米国消費者製品安全委員会(CPSC)と国際物流・貿易実務への影響

Consumer Product Safety Commission (CPSC)

米国消費者製品安全委員会(CPSC)とは

米国消費者製品安全委員会(CPSC:U.S. Consumer Product Safety Commission)は、米国で流通する消費者製品について、製品事故、傷害、死亡リスクを防止するために設置された連邦機関です。

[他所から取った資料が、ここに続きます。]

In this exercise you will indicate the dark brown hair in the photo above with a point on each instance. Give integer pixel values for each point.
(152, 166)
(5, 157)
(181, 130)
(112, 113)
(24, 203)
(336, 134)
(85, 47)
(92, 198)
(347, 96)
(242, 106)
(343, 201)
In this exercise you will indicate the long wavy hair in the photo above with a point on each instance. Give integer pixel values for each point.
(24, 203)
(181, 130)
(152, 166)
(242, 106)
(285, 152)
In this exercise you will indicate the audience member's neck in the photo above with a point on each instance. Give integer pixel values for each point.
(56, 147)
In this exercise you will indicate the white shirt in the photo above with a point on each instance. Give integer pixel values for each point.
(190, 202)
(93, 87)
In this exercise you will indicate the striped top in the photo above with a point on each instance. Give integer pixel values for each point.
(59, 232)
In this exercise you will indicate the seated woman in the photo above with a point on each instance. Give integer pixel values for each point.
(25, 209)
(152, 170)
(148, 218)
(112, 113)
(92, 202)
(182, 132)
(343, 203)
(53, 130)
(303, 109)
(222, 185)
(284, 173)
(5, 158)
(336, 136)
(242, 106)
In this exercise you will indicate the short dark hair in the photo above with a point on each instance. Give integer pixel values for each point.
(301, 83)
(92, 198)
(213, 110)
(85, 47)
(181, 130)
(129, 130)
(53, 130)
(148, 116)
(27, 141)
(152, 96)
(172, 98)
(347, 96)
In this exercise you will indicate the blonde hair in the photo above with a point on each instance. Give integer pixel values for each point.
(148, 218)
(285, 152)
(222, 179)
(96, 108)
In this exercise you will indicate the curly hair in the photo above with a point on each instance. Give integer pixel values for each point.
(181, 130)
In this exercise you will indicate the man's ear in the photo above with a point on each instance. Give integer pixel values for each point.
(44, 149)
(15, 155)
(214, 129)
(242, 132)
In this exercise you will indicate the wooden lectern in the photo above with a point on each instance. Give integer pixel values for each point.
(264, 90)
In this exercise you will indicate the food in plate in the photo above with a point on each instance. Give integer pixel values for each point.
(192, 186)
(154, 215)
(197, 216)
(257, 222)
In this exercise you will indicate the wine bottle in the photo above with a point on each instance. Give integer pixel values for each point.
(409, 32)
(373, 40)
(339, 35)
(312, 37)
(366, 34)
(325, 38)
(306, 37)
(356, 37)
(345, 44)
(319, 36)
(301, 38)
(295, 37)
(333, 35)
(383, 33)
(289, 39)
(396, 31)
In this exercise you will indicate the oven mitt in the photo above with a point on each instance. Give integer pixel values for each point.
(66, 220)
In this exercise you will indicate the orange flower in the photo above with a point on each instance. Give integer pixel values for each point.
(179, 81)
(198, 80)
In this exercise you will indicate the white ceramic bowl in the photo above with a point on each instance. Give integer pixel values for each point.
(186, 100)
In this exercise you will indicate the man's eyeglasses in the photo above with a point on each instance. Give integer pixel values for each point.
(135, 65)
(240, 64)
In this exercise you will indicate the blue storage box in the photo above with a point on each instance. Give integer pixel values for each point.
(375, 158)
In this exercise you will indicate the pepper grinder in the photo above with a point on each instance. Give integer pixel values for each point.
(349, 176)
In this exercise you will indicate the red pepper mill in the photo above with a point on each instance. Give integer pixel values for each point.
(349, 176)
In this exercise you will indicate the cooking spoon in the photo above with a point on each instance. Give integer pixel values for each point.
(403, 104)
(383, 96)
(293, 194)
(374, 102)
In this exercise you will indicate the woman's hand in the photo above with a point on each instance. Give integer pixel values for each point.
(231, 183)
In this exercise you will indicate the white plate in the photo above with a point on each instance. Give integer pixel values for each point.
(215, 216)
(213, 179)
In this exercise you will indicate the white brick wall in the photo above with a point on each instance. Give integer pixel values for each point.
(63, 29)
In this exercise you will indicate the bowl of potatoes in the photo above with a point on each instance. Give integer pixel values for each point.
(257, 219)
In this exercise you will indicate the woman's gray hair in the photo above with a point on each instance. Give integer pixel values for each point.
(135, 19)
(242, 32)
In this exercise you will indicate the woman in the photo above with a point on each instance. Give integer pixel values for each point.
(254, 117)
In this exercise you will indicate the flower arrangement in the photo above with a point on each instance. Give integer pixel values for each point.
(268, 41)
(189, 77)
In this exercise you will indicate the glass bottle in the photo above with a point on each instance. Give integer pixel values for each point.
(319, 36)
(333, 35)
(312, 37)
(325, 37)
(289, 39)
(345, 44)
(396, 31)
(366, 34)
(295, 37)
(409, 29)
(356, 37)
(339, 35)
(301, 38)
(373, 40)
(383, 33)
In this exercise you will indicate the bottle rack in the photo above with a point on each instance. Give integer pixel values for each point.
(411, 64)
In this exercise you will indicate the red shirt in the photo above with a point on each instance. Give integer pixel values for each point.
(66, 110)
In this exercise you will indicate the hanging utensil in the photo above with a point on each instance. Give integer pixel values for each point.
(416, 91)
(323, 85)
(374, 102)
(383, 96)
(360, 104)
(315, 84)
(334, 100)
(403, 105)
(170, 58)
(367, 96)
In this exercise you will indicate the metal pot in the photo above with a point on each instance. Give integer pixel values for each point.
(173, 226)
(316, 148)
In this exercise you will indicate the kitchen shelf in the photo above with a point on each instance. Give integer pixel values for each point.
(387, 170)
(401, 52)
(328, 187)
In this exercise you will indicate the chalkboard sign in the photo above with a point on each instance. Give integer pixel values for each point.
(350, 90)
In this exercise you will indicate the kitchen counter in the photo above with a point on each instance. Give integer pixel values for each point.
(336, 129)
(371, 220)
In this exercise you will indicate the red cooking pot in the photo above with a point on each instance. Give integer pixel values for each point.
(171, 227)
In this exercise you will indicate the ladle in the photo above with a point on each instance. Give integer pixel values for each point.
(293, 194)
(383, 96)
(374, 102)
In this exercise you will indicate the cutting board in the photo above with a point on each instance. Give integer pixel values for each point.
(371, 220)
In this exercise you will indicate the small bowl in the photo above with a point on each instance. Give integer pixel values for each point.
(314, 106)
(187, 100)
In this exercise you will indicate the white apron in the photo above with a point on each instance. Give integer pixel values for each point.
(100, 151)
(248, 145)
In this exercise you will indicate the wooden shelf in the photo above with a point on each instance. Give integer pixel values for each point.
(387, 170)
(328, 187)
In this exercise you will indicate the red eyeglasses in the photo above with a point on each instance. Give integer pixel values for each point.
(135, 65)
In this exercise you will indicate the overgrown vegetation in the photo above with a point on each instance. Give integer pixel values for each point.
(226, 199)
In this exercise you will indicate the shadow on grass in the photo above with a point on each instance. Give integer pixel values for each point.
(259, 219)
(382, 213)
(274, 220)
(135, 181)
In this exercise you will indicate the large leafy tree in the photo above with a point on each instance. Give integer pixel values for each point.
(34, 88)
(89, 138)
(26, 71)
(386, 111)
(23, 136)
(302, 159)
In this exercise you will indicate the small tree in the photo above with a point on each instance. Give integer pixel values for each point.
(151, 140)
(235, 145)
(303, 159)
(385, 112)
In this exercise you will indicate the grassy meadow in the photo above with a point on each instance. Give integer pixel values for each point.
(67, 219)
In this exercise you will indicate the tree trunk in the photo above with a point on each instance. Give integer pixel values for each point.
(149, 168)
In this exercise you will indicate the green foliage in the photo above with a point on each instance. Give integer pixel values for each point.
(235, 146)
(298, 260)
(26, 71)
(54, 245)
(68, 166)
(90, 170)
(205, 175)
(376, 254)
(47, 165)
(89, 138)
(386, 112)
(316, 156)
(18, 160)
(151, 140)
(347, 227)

CPSCは、消費者製品安全法(CPSA)や子供用製品安全改善法(CPSIA)などに基づき、製品安全基準、リコール、輸入時の検査・差止め、適合証明、違反製品への執行を行います。

国際物流・貿易実務では、CPSCは米国向け輸出品の通関、証明書、試験成績、リコール対応、返品・廃棄、輸入者責任、貨物保険・PL保険との関係で重要になります。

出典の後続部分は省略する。